By estimating finger states and mapping them to predefined gestures, the system effectively identifies static gestures. Additionally, by tracking landmark sequences, dynamic gesture prediction becomes feasible. The versatility of the system is further highlighted by its ability to render AR effects, demonstrated with an example of hand skeletons styled in neon light.

Implications and Future Directions

MediaPipe Hands is significant for its scalable approach to hand tracking across various consumer devices without additional hardware requirements. This expands potential applications in interactive AR/VR experiences and gesture-controlled interfaces. Its open-source nature encourages further innovation and adaptation within the research community.

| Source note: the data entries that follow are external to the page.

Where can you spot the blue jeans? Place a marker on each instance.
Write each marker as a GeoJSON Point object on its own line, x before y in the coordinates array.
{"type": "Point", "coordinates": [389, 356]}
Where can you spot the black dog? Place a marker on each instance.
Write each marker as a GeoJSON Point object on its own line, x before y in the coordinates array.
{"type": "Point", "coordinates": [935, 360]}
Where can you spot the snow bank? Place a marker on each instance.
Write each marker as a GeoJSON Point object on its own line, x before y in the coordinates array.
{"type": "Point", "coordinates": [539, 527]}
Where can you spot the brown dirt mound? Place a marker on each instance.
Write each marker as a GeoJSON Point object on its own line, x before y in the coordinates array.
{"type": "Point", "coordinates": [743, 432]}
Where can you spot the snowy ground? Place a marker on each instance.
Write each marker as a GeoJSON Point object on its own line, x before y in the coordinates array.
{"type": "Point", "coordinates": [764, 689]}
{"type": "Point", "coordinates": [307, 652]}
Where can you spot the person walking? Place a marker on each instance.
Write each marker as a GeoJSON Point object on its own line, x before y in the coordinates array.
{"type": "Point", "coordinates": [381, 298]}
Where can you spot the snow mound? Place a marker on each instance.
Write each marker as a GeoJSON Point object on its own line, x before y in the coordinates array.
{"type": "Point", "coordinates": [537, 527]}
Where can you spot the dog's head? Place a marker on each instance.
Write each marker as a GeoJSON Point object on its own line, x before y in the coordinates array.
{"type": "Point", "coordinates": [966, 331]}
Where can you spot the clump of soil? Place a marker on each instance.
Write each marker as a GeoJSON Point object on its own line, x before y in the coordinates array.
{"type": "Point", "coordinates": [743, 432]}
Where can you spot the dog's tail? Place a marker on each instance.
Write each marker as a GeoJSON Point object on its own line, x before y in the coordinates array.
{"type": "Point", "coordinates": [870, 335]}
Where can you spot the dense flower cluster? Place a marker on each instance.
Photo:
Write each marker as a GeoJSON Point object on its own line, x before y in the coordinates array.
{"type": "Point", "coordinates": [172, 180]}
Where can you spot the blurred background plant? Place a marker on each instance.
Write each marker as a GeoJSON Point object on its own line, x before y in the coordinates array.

Moving forward, refinements in model efficiency could enhance accuracy and latency, perhaps through adaptive learning techniques or advanced neural architectures. Additionally, extending tracking capabilities to include more complex gestures or multi-hand interactions could unlock new possibilities in human-computer interaction domains.

In summary, MediaPipe Hands offers a compelling solution for real-time hand tracking, representing a notable advancement in on-device computer vision applications with broad practical implications. The paper elucidates a scalable methodology, supported by robust empirical results, which is likely to catalyze further advancements in the field.